In this paper, the performance of smart city network infrastructure is studied using space shift keying (SSK) modulation and radio-frequency (RF) based energy harvesting with cooperative amplify-and-forward (AF) and decode-and-forward (DF) relaying. Here, the Wireless-enabled sites can communicate data to the control unit via the access point (AP). The sites function by utilizing an energy-saving mechanism, which leads to a notable improvement in spectral efficiency. The Markov chain considers the number of active sites in the network dynamically. Moreover, energy harvesting-assisted AP helps overcome the rising demands of the city by providing an enhanced data rate, low latency, shorter coverage, widespread connectivity of the massive number of sites, and energy efficiency. The channel between sites to the AP is Nakagami-m distributed, whereas the AP is connected with the control unit through the free space optical (FSO) link. The FSO link is modelled with Gamma–Gamma distribution with pointing error impairments. The mathematical equations for average bit error probability (ABEP) are obtained for smart cities by considering mixed channels and utilizing the multi-user selection combination. The Monte Carlo simulation technique verifies the accuracy of the numerical results. According to the findings, using SSK modulation in combination with energy harvesting strategies can enhance the effectiveness of smart cities.

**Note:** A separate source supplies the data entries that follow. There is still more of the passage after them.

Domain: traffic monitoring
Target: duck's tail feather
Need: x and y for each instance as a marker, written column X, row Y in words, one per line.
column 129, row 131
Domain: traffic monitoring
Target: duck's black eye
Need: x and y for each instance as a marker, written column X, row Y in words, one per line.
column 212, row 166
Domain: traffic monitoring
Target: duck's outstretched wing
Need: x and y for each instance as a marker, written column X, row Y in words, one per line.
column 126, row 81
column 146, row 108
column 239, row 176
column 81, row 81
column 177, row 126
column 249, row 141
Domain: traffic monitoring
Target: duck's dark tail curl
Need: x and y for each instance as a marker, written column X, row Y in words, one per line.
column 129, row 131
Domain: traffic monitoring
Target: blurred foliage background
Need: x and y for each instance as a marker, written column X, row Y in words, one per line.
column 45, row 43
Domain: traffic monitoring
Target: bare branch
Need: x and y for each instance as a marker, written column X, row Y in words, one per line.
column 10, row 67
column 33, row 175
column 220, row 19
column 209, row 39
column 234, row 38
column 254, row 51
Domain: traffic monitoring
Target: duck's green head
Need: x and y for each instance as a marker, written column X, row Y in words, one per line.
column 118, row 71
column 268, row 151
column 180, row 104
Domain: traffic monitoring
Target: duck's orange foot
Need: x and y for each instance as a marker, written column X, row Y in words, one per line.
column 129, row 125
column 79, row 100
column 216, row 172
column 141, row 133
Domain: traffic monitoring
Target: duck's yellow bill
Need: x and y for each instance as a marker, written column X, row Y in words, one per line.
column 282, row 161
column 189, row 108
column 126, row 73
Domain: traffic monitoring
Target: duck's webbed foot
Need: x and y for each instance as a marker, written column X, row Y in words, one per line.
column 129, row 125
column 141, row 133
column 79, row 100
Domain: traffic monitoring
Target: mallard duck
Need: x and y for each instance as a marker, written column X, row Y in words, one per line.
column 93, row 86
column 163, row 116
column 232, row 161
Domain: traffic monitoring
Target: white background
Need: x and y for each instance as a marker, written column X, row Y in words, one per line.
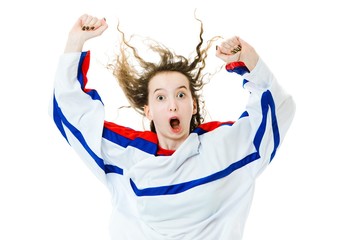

本文使用空移键控 (SSK) 调制和基于射频 (RF) 的能量收集以及协作放大转发 (AF) 和解码转发 (DF) 来研究智能城市网络基础设施的性能中继。在这里，支持无线的站点可以通过接入点 (AP) 将数据传送到控制单元。这些站点利用节能机制运行，从而显着提高了频谱效率。马尔可夫链动态地考虑网络中活动站点的数量。此外，能量收集辅助接入点通过提供更高的数据速率、低延迟、更短的覆盖范围、大量站点的广泛连接和能源效率，有助于满足城市不断增长的需求。站点之间到 AP 的通道是 Nakagami-m 分布式的，而 AP 通过自由空间光 (FSO) 链路与控制单元连接。FSO 链路采用具有指向误差损伤的 Gamma-Gamma 分布进行建模。通过考虑混合信道并利用多用户选择组合，获得了智慧城市的平均误码概率（ABEP）的数学方程。蒙特卡罗模拟技术验证了数值结果的准确性。研究结果表明，将 SSK 调制与能量收集策略相结合可以提高智慧城市的效率。